Seine Argumentation: "Wenn das Leiden der Tiere schlecht ist, wenn wir dessen Ursachen sind, dann ist es auch schlecht, wenn es andere Tiere verursachen." Dass Leiden schlecht ist, sei eine Erfahrung. Auch wenn die Menschen moralisch nicht dazu verpflichtet seien, das Leiden unter den Tieren - für das sie nicht verantwortlich sind - zu lindern, so gebe es doch einen moralischen Grund (i.O. "reason"), dies zu verhindern. So wie es einen generellen moralischen Grund dafür gebe, Leiden unter Menschen zu verhindern, der unabhängig von der Ursache des Leidens und unserer Beziehung zu den Opfern ist.

Die Spezies - wichtiger als das individuelle Leiden?

Gegen die Zulässigkeit eines solchen Handelns, das darauf aus ist, Leiden zu lindern, stünde hauptsächlich der Einwand, dass es Folgen in Gang setzen kann, die schlimmer sind als das Leiden, das man zu lindern sucht - das wäre das Hauptargument gegen einen solchen Eingriff in die Natur, wie ihn die herbei geführte Auslöschung von Fleischfressern darstellt. Dass wir dabei Gott spielen würden oder in eine irgendwie "rein" gedachte, "höhere" Natur eingreifen, hat für McMahan keine Relevanz. Beides sind überholte, leere Konzepte. Gegen ein langsames Verschwindenlassen der Fleischfresser durch die Menschen und deren Begünstigung von Pflanzenfressern spricht ethisch der "Wert der Arten". Ob der Verlust nicht größer wäre als der Gewinn, den man daraus zieht.

Von einzelnen Tier-Individuen abgesehen, sei es moralisch nicht verpflichtend, dass die fleischfressenden Arten in alle Zukunft weiterleben, so der Grundgedanke des Philosophen, den er selbst als "häretisch" bezeichnet. Das Verhindern des Leidens der Opfer sei als höherer Wert anzusehen im Konflikt mit dem Fortbestand von Arten. Für ein individuelles Tier müsse die Auslöschung der Spezies nämlich nicht unbedingt mit Leiden ihrer individuellen Mitglieder verknüpft sein, so McMahan. Vorstellbar sei künftig etwa ein Nahrungsmittelzusatz, der zur Unfruchtbarkeit führe, was nicht gleichbedeutend sei mit Leiden oder Tod des einzelnen Tieres. In Frage stehe, ob die Art als Ganzes einen moralisch so bedeutenden, überindividuellen Wert habe, der höher anzusetzen sei als das individuelle Leiden der Beutetiere.

Angesichts der Gewissheit des Leidens sei der Gedanke, dass einzelne Tierarten einen Wert an sich haben, weniger offensichtlich.
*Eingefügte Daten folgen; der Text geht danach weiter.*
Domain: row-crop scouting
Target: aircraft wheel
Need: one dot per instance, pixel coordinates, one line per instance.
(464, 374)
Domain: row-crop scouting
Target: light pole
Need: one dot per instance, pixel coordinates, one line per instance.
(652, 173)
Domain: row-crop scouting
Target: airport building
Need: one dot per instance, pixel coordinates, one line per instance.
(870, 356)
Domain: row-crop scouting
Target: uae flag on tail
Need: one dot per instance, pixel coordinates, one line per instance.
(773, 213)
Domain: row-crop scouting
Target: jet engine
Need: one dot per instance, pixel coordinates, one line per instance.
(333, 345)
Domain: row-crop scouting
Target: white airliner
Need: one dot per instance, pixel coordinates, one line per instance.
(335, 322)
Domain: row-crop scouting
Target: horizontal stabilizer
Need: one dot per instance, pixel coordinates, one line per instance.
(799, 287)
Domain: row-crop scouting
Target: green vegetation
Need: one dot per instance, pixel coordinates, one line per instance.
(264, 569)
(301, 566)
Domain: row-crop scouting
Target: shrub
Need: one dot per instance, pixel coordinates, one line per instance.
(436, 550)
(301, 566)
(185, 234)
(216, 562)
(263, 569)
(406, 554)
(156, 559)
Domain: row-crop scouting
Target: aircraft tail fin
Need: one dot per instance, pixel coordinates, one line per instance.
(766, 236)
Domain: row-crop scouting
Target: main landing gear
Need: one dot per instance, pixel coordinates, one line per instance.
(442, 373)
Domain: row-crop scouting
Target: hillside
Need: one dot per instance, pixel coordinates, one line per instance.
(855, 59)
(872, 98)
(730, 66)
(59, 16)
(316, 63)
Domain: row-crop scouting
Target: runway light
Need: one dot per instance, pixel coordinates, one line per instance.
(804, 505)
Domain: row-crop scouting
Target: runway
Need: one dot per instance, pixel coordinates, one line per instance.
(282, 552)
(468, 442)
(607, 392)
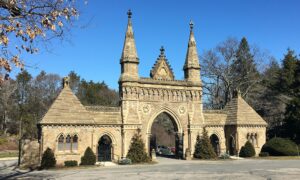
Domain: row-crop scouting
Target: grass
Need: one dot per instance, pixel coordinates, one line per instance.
(8, 154)
(280, 157)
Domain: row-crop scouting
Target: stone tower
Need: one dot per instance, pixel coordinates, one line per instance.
(129, 59)
(192, 67)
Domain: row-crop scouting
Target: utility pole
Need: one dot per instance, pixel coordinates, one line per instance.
(20, 140)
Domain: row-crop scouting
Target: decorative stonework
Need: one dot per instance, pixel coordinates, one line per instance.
(181, 110)
(162, 69)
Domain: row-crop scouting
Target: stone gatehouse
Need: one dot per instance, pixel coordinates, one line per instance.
(68, 127)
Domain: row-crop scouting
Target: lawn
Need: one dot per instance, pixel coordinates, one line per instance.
(5, 154)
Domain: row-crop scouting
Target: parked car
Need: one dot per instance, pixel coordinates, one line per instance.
(173, 149)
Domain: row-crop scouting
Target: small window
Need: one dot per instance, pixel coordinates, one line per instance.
(61, 143)
(75, 143)
(68, 143)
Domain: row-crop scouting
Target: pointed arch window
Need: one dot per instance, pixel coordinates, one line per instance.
(61, 142)
(75, 143)
(68, 143)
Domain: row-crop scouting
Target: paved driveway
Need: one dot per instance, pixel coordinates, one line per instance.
(175, 169)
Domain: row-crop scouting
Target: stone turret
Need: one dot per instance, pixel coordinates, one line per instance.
(129, 59)
(192, 67)
(162, 69)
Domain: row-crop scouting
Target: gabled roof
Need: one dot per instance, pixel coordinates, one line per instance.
(67, 109)
(241, 113)
(162, 69)
(214, 117)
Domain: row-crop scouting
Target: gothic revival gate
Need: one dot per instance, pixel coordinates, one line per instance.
(143, 99)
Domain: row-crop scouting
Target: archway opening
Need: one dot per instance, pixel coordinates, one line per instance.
(165, 139)
(232, 150)
(214, 140)
(105, 148)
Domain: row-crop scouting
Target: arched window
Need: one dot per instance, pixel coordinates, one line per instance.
(248, 137)
(75, 143)
(61, 143)
(252, 139)
(68, 143)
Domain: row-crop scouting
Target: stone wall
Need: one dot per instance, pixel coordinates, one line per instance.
(88, 136)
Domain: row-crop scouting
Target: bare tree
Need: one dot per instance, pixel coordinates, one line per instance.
(217, 72)
(25, 24)
(6, 92)
(229, 67)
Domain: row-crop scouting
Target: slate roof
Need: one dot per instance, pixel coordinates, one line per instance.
(214, 117)
(241, 113)
(67, 109)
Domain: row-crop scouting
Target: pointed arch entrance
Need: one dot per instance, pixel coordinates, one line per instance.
(215, 142)
(231, 143)
(165, 135)
(105, 148)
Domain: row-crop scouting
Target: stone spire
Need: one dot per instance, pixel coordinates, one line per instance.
(162, 69)
(129, 53)
(192, 67)
(129, 59)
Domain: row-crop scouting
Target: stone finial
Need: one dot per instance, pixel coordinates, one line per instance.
(236, 93)
(129, 13)
(66, 81)
(162, 51)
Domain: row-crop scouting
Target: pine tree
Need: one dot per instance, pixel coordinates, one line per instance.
(247, 150)
(89, 158)
(244, 70)
(203, 147)
(48, 159)
(136, 152)
(287, 75)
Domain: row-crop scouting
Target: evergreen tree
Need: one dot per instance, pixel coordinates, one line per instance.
(48, 159)
(136, 152)
(245, 73)
(287, 75)
(89, 158)
(247, 150)
(203, 147)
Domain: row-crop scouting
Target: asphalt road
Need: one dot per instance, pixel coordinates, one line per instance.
(173, 169)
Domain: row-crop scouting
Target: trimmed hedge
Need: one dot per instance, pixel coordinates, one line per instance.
(89, 158)
(48, 159)
(280, 147)
(247, 150)
(71, 163)
(125, 161)
(263, 154)
(136, 152)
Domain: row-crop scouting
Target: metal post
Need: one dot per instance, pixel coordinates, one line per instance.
(20, 141)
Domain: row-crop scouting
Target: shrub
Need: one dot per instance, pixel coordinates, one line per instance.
(280, 147)
(125, 161)
(247, 150)
(3, 140)
(263, 154)
(48, 159)
(71, 163)
(89, 158)
(203, 147)
(224, 156)
(137, 152)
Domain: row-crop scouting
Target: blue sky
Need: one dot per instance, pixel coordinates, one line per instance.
(94, 50)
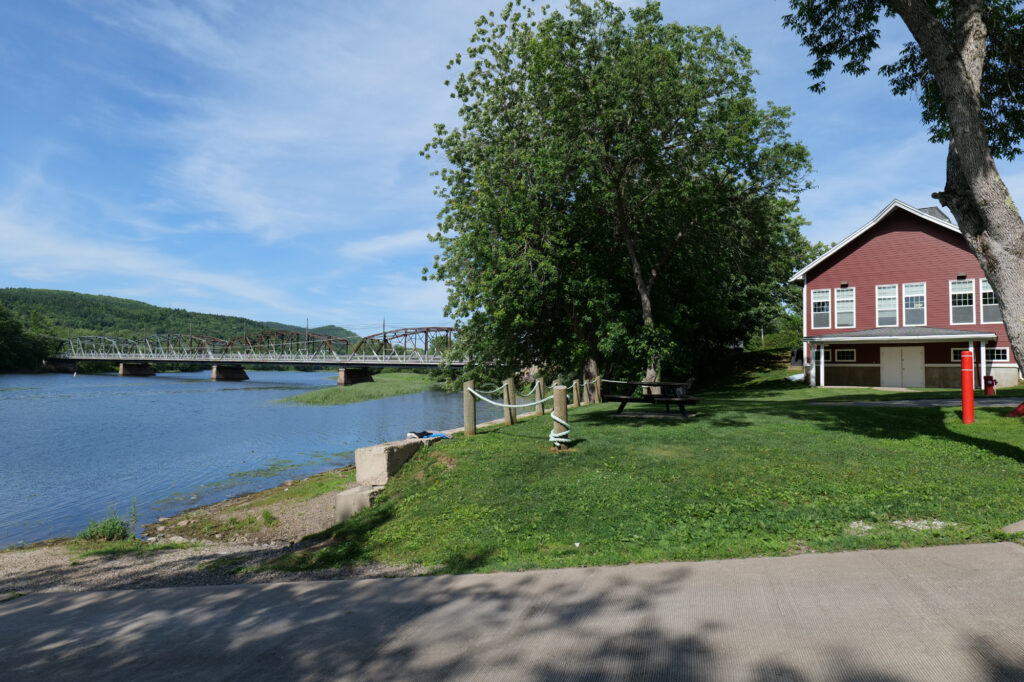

Arten seien zunächst mal künstliche Kategorien, deren Grenzen sich oft genug verwischen; in der Praxis sei die Fruchtbarkeit untereinander das Hauptkriterium, aber eins, das McMahan nicht zufriedenstellt. Er erkenne keinen Grund für die Annahme, warum Esel als Gruppe einen speziellen generellen - "impersonal" - Wert haben, den die Maultiere nicht hätten. Aber selbst wenn man einen über-individuellen Wert für eine Spezies annehme, so heiße das noch lange nicht, dass sie unersetzbar sei. Die Naturgeschichte habe das ja gezeigt.

Die Behauptung, dass existierende Tierarten heilig und unersetzbar sind, stehe auf dünnem Boden, so McMahan. Sie werde untergraben durch die moralische Irrelevanz der Kriterien für eine einzelne herausgebildete Spezies. Gehe es um moralisch relevante instrumentelle Gründe, weshalb eine Art überleben solle, dann stünden jene Arten, die anderen kein Leid zufügen, moralisch höher.

It would be good to prevent the vast suffering and countless violent deaths caused by predation.  There is therefore one reason to think that it would be instrumentally good if  predatory animal species were to become extinct and be replaced by new herbivorous species, provided that this could occur without ecological upheaval involving more harm than would be prevented by the end of predation.